UFC Austin reminds us that sports don't matter
The UFC's efforts to raise cancer awareness aren't bad, but they do make MMA feel awfully frivolous.
I guess I’ll start out saying that sports, at all levels, aren’t without their positive qualities. I’m not here to make an anti-sports rant. Beyond the potential healthy lifestyle habits they can instill and the discipline they can bring, sports also help create community. If 100 people have nothing in common but their love of their team, they’ll still all stand and cheer together for a common cause.
That said, we can’t ever lose sight of the idea that sporting events, no matter how much money and prestige they attract, are only games and pastimes. Nothing brings that kind of reality into sharper relief than an event like the UFC put on this Saturday in Austin, TX.

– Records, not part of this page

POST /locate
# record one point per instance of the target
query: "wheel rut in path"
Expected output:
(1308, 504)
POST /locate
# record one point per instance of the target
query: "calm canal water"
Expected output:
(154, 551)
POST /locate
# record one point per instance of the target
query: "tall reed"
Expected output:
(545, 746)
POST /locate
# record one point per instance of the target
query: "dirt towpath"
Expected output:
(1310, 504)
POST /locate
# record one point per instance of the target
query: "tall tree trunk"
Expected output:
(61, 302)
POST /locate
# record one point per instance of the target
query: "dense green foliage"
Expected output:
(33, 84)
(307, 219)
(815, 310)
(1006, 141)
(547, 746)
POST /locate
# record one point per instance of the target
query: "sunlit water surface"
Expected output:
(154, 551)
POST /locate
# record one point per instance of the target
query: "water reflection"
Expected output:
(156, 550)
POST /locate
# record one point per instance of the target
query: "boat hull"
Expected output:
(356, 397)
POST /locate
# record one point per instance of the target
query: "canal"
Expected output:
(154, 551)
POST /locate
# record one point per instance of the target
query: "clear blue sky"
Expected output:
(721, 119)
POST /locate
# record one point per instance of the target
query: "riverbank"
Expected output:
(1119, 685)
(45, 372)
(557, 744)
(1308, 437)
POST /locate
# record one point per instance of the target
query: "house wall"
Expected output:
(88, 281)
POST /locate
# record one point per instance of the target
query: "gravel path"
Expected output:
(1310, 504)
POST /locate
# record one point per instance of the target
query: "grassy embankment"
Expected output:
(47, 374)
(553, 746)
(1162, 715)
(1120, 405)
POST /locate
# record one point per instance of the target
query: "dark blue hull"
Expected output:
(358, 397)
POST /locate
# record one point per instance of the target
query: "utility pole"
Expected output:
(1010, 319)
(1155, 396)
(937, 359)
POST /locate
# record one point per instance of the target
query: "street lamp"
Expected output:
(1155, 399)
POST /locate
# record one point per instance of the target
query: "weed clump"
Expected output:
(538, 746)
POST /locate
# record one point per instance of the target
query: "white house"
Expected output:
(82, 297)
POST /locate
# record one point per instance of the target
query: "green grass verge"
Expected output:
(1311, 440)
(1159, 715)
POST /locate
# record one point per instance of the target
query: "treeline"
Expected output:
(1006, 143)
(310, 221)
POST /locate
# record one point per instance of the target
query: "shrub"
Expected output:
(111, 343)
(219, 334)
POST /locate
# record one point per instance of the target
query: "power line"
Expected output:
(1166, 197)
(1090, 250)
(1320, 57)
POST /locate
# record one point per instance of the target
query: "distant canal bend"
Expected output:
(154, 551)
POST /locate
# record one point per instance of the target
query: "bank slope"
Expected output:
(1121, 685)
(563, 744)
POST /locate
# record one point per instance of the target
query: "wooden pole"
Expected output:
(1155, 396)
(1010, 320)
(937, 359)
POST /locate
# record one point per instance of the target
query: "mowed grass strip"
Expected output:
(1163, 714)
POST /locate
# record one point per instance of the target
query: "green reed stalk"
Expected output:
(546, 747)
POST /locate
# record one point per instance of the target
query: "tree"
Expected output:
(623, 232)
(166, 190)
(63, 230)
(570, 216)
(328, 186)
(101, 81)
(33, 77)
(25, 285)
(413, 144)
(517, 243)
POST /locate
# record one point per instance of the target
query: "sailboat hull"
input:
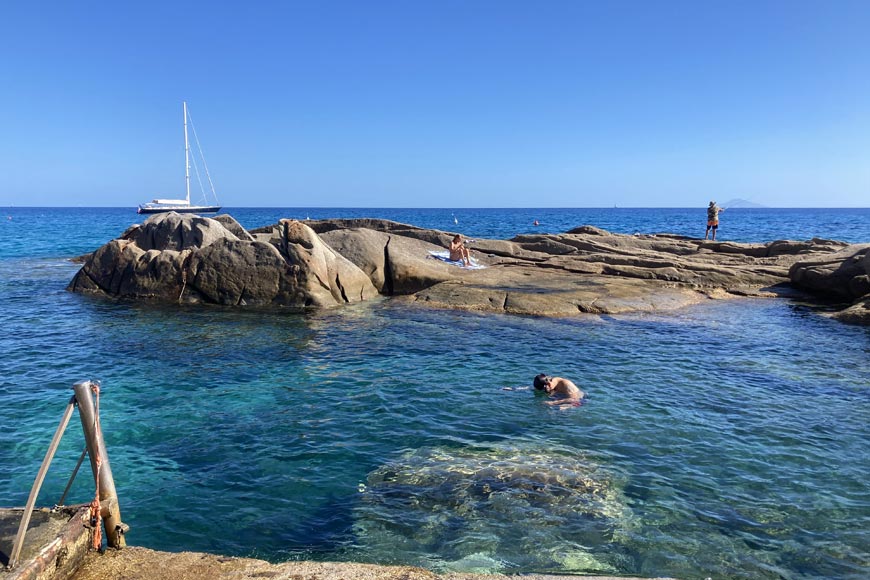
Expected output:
(161, 208)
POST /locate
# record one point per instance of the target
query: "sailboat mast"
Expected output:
(186, 156)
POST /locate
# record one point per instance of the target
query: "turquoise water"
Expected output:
(725, 440)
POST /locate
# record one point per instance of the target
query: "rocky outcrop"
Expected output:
(324, 263)
(841, 277)
(191, 259)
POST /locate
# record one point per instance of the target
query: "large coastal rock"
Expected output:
(324, 263)
(191, 259)
(842, 277)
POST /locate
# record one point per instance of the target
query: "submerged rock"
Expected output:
(480, 507)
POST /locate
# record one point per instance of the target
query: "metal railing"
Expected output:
(105, 505)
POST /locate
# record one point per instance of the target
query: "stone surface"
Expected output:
(842, 277)
(324, 263)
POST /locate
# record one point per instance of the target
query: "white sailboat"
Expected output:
(183, 205)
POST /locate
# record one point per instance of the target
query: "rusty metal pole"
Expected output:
(37, 485)
(111, 511)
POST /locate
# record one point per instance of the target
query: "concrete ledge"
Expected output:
(55, 545)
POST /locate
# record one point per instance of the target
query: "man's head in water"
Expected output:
(541, 382)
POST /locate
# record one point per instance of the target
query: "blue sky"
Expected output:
(439, 103)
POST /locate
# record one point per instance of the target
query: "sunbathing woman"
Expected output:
(458, 251)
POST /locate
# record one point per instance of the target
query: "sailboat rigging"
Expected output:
(183, 205)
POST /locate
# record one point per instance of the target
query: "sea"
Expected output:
(728, 439)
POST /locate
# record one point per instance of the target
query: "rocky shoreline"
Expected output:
(188, 259)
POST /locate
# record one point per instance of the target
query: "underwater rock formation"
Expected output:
(475, 506)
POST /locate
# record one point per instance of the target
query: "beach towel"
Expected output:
(444, 256)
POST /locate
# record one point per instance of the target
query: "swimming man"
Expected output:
(562, 391)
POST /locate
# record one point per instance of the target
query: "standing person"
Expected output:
(562, 391)
(713, 219)
(458, 251)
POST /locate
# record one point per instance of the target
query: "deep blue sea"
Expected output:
(725, 440)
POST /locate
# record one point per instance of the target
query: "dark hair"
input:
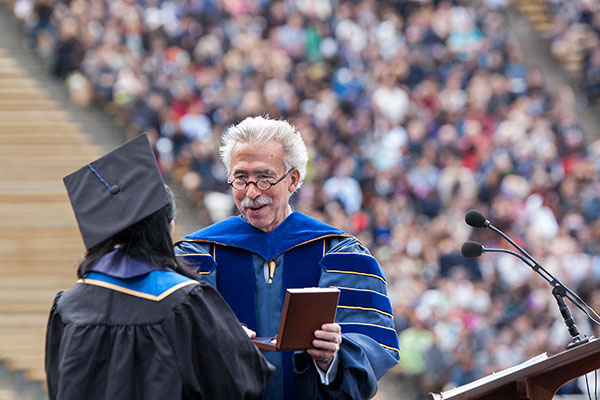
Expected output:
(148, 240)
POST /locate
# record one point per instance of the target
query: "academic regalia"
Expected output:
(130, 329)
(252, 269)
(135, 332)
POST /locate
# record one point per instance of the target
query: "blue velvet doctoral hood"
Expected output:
(296, 229)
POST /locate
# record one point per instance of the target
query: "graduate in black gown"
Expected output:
(137, 324)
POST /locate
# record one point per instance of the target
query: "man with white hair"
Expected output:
(253, 258)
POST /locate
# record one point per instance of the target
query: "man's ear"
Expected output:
(295, 178)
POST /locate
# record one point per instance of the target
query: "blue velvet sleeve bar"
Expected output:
(369, 341)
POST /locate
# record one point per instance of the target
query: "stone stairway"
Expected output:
(570, 56)
(39, 240)
(43, 137)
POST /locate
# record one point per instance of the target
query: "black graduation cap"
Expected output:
(116, 191)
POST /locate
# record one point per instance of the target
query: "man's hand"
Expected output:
(326, 345)
(251, 334)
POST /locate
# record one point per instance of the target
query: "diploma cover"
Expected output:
(304, 311)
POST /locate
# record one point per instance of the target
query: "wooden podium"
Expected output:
(538, 381)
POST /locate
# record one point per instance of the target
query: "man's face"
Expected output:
(265, 210)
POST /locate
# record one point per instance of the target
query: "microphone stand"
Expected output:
(559, 291)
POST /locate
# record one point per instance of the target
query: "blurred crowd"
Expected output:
(413, 111)
(575, 33)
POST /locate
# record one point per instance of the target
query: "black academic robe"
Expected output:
(155, 336)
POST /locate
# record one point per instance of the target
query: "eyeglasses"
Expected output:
(262, 184)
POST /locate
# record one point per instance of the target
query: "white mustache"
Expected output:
(258, 202)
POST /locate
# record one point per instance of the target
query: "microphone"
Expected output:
(472, 249)
(476, 219)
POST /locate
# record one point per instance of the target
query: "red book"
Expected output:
(304, 311)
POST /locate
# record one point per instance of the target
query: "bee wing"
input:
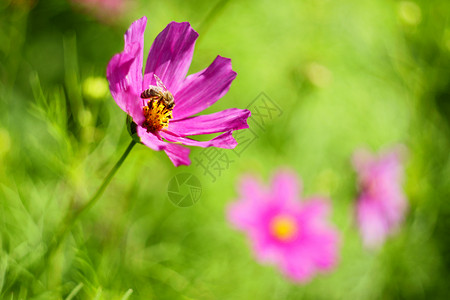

As a celebration of ‘V Week’ (in memory of former ESPN broadcaster Jim Valvano), the UFC took some time during their latest fight card to highlight battles with cancer in the MMA industry. To do that, the promotion put together a pair of fabulous video packages highlighting Factory X coach Marc Montoya’s ongoing battle with kidney cancer and Elias Theodorou’s recent passing due to colon cancer in September of last year.
Both pieces were excellently delivered, giving somber and hopeful narratives in turn—about what it means to battle against cancer, as a celebration of the resilience of the human spirit and a remembrance of those we lose to the disease. It also came with some less nuanced packages, including fighters reading what seemed to be stock uplifting cue card statements, as well as a lot of the same pieces ESPN has been highlighting for the last decade or more.